日本経済新聞の報道によると、ボーイングの2025年の年間純受注は1,075機で、エアバス(889機)を2018年以来初めて上回った。ケリー・オートバーグ最高経営責任者(CEO)は業績説明会で、「社史上最高水準の受注だ」と述べた。
ボーイングの受注急増の背景には、トランプ政権による通商圧力がある。トランプ氏は米国の貿易赤字解消に向け、各国に米国製品の購入を要求。ボーイング機は液化天然ガス(LNG)や農産物とともに、米国の主要な輸出品目として活用された。日本をはじめ韓国、欧州などが相次いで購入の意向を表明したほか、トランプ氏の昨年5月の中東訪問時にはオートバーグ氏が同行し、カタールから最大210機を受注する場面もあった。
航空機は引き渡し時点で売上が発生する構造であり、発注時に代金の全額支払いが必要ない点も、各国の発注を後押しした格好だ。現在、ボーイングの受注残は6,100機以上で、ヘスス・マラベ最高財務責任者(CFO)は「今後10年分の受注を確保した」と語った。

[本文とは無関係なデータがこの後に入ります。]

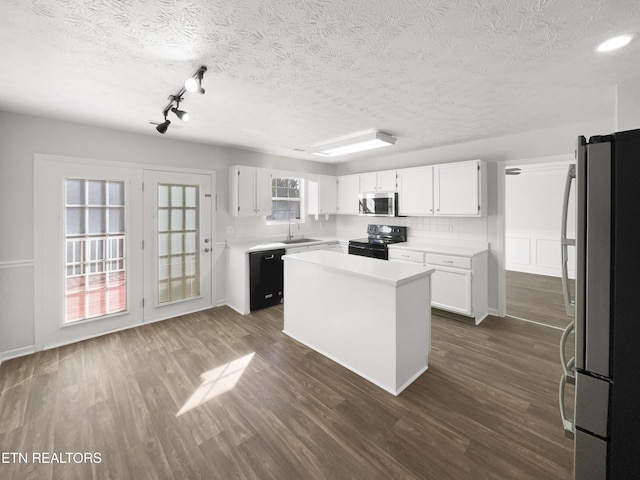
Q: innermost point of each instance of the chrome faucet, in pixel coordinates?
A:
(293, 220)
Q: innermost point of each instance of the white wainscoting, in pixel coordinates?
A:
(537, 253)
(16, 311)
(221, 269)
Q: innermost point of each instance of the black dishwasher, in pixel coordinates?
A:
(266, 279)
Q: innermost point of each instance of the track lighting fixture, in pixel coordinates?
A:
(181, 114)
(193, 84)
(162, 128)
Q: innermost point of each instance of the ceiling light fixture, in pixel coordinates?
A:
(354, 144)
(181, 114)
(615, 43)
(162, 128)
(194, 83)
(178, 97)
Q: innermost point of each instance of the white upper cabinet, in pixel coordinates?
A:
(348, 189)
(415, 191)
(249, 191)
(459, 189)
(322, 193)
(378, 181)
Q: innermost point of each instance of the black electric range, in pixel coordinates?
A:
(375, 245)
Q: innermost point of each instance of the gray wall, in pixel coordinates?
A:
(22, 136)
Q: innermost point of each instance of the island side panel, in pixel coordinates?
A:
(413, 330)
(348, 318)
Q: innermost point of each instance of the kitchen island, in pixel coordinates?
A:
(370, 316)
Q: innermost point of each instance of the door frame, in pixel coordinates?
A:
(153, 311)
(502, 218)
(39, 234)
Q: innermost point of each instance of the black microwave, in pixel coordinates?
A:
(378, 204)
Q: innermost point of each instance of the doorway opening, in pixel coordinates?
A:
(533, 200)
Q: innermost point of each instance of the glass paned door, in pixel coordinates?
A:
(178, 240)
(178, 243)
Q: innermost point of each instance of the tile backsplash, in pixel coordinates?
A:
(466, 229)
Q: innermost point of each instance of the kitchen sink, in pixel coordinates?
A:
(299, 240)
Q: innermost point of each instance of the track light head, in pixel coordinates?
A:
(194, 84)
(181, 114)
(162, 128)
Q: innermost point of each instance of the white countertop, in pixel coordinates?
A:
(270, 244)
(393, 273)
(446, 247)
(440, 247)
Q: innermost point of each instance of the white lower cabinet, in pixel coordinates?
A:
(451, 290)
(458, 284)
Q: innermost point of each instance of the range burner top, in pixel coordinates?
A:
(375, 245)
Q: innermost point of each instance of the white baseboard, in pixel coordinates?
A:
(17, 352)
(538, 270)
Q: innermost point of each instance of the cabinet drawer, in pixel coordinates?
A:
(448, 260)
(406, 255)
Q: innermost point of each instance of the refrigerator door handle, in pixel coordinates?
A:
(565, 242)
(567, 367)
(567, 424)
(568, 376)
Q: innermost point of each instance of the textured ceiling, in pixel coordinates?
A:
(287, 74)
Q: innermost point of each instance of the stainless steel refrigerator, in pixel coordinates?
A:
(606, 363)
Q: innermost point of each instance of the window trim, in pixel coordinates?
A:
(301, 198)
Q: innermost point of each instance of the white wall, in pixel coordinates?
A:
(628, 105)
(21, 136)
(533, 217)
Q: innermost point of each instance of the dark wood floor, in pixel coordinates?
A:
(537, 297)
(485, 409)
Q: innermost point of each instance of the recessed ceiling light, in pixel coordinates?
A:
(614, 43)
(354, 144)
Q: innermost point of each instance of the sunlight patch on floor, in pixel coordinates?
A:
(216, 382)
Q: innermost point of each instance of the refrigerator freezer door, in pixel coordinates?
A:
(598, 260)
(590, 457)
(592, 405)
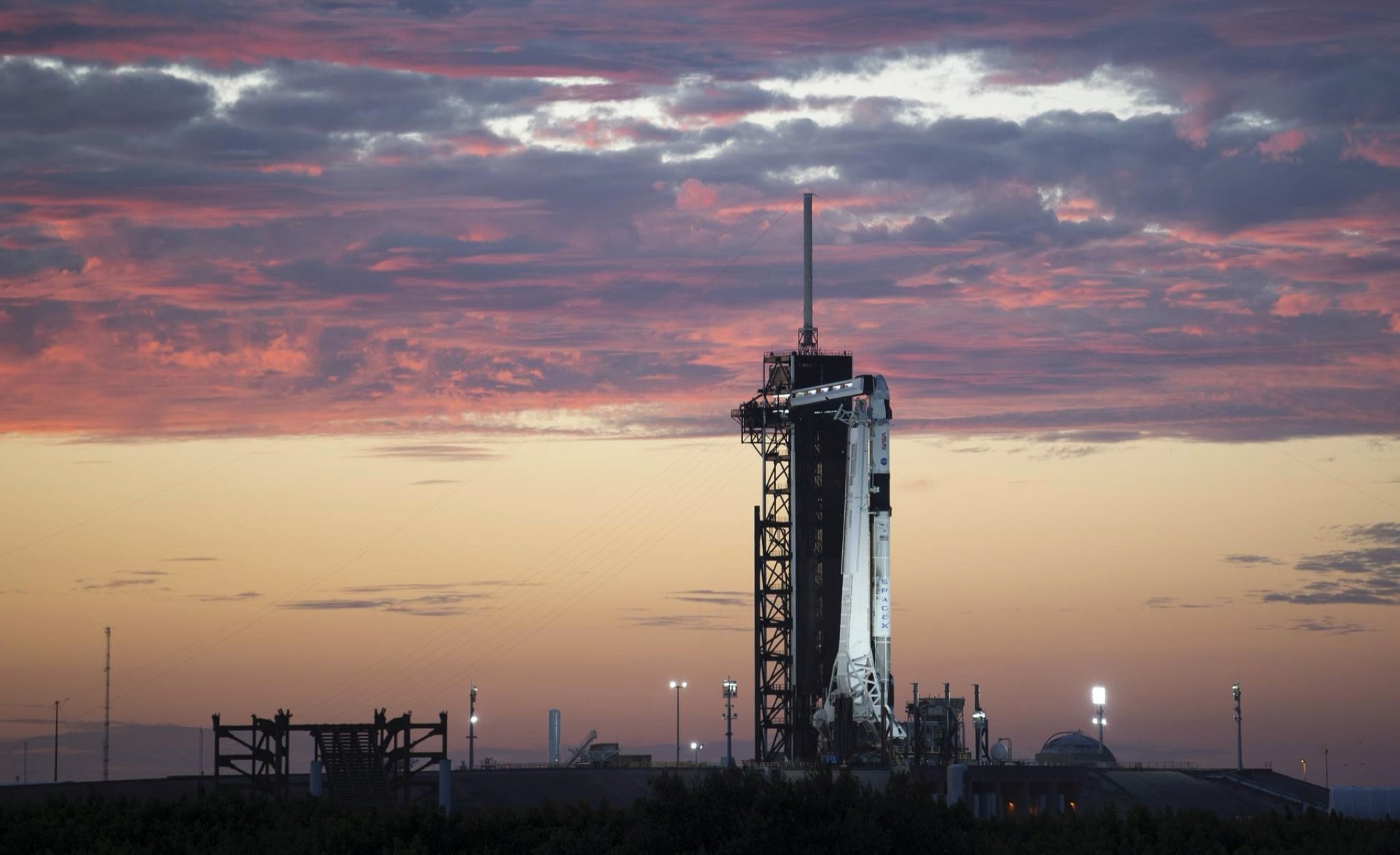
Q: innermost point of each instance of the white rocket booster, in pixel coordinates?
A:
(861, 665)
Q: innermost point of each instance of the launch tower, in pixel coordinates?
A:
(797, 537)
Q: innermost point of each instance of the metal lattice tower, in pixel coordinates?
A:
(796, 529)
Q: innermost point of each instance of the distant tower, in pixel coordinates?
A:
(797, 537)
(1239, 732)
(107, 705)
(553, 736)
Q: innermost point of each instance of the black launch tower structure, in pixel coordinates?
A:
(797, 537)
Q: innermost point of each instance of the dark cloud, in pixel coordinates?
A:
(113, 584)
(713, 598)
(685, 622)
(1323, 625)
(334, 605)
(28, 328)
(450, 452)
(440, 599)
(227, 598)
(1250, 558)
(1171, 602)
(46, 101)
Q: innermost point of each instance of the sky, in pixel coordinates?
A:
(353, 351)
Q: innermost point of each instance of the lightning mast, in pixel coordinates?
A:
(797, 537)
(107, 705)
(856, 714)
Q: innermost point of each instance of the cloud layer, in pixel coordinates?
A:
(1070, 220)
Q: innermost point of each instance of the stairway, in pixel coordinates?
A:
(355, 764)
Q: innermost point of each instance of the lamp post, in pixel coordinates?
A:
(471, 733)
(731, 689)
(56, 704)
(1099, 696)
(678, 688)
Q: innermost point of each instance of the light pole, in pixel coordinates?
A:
(1098, 697)
(678, 688)
(731, 689)
(56, 704)
(471, 732)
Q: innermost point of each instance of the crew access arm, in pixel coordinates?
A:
(860, 670)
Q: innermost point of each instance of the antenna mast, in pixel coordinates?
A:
(807, 338)
(107, 705)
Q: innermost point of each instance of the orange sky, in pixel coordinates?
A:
(1032, 573)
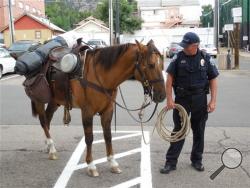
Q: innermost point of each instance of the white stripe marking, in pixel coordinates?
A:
(74, 159)
(146, 175)
(129, 183)
(68, 170)
(104, 159)
(9, 77)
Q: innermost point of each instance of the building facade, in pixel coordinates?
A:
(169, 13)
(30, 27)
(19, 7)
(92, 28)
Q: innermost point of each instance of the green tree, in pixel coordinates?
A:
(129, 22)
(207, 17)
(62, 14)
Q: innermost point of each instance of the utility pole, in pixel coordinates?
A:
(248, 24)
(216, 24)
(11, 25)
(117, 22)
(111, 22)
(237, 45)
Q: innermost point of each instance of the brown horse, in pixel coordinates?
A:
(104, 68)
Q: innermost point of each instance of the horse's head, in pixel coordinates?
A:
(148, 71)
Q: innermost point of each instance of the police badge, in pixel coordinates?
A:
(202, 62)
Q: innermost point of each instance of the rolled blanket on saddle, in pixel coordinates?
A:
(31, 62)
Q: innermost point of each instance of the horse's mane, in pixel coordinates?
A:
(108, 56)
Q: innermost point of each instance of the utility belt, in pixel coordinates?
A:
(183, 92)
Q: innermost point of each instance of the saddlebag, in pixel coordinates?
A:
(37, 87)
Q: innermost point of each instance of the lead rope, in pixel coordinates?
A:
(140, 113)
(173, 136)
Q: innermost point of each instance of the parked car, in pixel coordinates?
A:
(2, 45)
(21, 46)
(97, 43)
(210, 49)
(173, 49)
(7, 63)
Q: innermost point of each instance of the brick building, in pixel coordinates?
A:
(19, 7)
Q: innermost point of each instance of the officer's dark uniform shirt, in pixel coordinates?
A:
(192, 72)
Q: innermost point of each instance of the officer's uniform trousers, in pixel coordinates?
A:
(196, 105)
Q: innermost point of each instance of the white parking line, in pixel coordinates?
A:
(9, 77)
(67, 171)
(146, 178)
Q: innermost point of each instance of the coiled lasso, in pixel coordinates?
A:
(172, 136)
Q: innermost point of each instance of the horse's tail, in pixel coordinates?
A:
(33, 107)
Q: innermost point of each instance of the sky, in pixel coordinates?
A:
(205, 2)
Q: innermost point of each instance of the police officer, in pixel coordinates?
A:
(191, 74)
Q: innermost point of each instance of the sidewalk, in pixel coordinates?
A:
(242, 53)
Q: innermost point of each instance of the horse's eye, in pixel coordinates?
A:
(151, 66)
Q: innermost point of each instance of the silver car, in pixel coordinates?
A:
(97, 43)
(7, 63)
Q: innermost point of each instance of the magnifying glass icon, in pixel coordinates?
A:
(231, 158)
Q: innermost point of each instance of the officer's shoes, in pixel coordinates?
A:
(167, 168)
(198, 166)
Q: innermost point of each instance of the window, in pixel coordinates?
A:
(27, 7)
(37, 34)
(20, 4)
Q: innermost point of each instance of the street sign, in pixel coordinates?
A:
(245, 38)
(236, 12)
(229, 27)
(237, 19)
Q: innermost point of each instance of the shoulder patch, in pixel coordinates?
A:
(212, 62)
(174, 58)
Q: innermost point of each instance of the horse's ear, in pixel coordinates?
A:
(138, 44)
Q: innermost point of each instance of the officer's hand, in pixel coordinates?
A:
(211, 106)
(170, 104)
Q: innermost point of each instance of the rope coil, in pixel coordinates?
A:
(172, 136)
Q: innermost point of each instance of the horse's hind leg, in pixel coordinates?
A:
(106, 119)
(88, 131)
(51, 108)
(44, 121)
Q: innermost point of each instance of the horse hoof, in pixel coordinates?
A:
(92, 173)
(116, 170)
(53, 156)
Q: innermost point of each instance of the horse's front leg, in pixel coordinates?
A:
(88, 131)
(106, 119)
(38, 108)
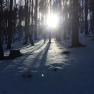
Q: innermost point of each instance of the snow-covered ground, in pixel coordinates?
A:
(45, 69)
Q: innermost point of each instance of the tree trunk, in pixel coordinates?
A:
(1, 30)
(86, 17)
(75, 25)
(10, 25)
(36, 14)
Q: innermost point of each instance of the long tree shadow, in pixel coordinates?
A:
(40, 59)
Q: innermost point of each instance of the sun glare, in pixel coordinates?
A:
(52, 21)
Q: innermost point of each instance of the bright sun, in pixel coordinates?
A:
(52, 21)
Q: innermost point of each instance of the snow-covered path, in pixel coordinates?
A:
(48, 70)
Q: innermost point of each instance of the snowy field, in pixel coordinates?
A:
(46, 69)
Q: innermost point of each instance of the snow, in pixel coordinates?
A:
(45, 69)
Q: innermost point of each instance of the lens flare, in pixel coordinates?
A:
(52, 21)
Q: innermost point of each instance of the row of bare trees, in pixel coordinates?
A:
(74, 13)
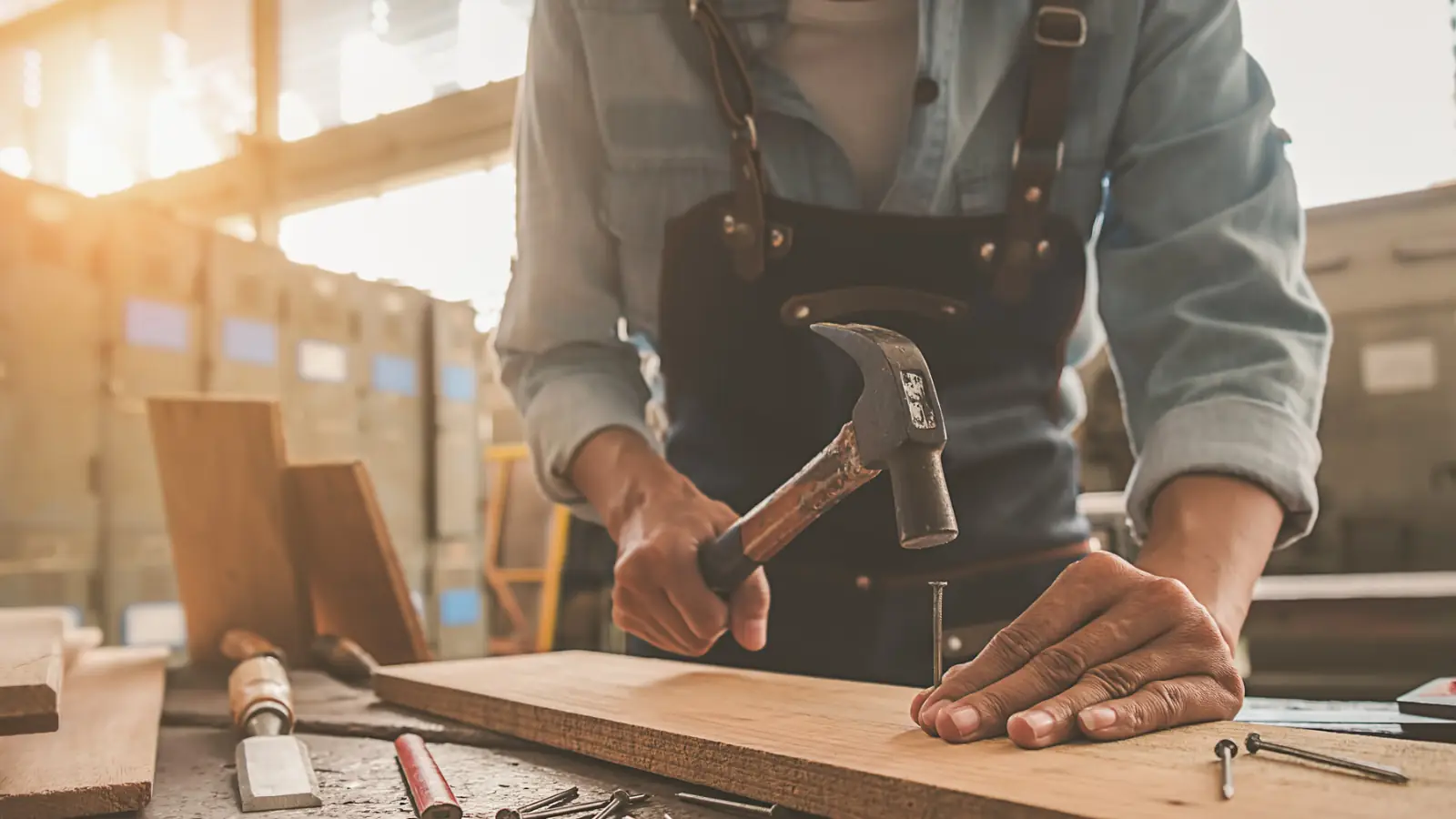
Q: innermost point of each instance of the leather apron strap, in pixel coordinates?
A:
(744, 225)
(1059, 29)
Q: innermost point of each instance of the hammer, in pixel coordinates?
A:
(895, 426)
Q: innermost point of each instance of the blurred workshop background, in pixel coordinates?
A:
(313, 200)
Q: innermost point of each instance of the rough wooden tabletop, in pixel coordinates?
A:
(349, 732)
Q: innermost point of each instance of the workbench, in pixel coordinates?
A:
(349, 736)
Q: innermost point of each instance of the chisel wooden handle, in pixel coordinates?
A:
(240, 644)
(754, 538)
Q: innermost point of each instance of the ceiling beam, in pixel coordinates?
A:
(449, 135)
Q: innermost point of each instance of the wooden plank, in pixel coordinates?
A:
(222, 479)
(356, 579)
(849, 749)
(31, 666)
(104, 756)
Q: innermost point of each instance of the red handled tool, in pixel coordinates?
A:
(429, 789)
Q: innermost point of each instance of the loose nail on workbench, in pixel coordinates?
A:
(557, 799)
(1256, 743)
(582, 807)
(739, 806)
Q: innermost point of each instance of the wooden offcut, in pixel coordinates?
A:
(102, 760)
(31, 665)
(222, 479)
(357, 584)
(851, 751)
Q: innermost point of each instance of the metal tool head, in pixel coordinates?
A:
(274, 773)
(899, 429)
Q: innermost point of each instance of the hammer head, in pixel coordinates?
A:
(899, 429)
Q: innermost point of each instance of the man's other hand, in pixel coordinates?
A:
(1108, 652)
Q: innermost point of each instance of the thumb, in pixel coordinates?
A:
(749, 611)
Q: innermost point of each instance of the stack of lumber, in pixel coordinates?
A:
(77, 723)
(849, 749)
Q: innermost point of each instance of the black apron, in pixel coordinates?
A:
(753, 394)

生産の正常化も進みつつある。ボーイングは2018〜19年の「737MAX」墜落事故や、2024年の飛行中における胴体ドア脱落事故などで数年間の不振を経験してきた。連邦航空局(FAA)が設定した737の月間生産上限は、昨年10月の38機から42機に引き上げられた。2025年の引き渡し機数は600機と、2018年以来の最高を記録した。オートバーグ氏は「完全な回復には至っていないが、市場が期待するボーイングの姿に戻りつつある」との認識を示した。
一方、エアバスはエンジン供給の遅れという悪材料に直面している。RTX(旧レイセオン・テクノロジーズ)傘下のプラット・アンド・ホイットニー(P&W)製エンジンの部品に亀裂の可能性が指摘され、供給不足が続いているとのことだ。エアバスのギヨーム・フォーリCEOは、今年予定していた小型機「A320」の月間75機生産目標を公式に撤回した。エンジン問題に加え、昨年11月には別の品質問題が追加で発生するなど、苦境が続いている。エアバスの先月の引き渡し機数は19機にとどまり、ボーイング(46機)の半分にも届かなかった。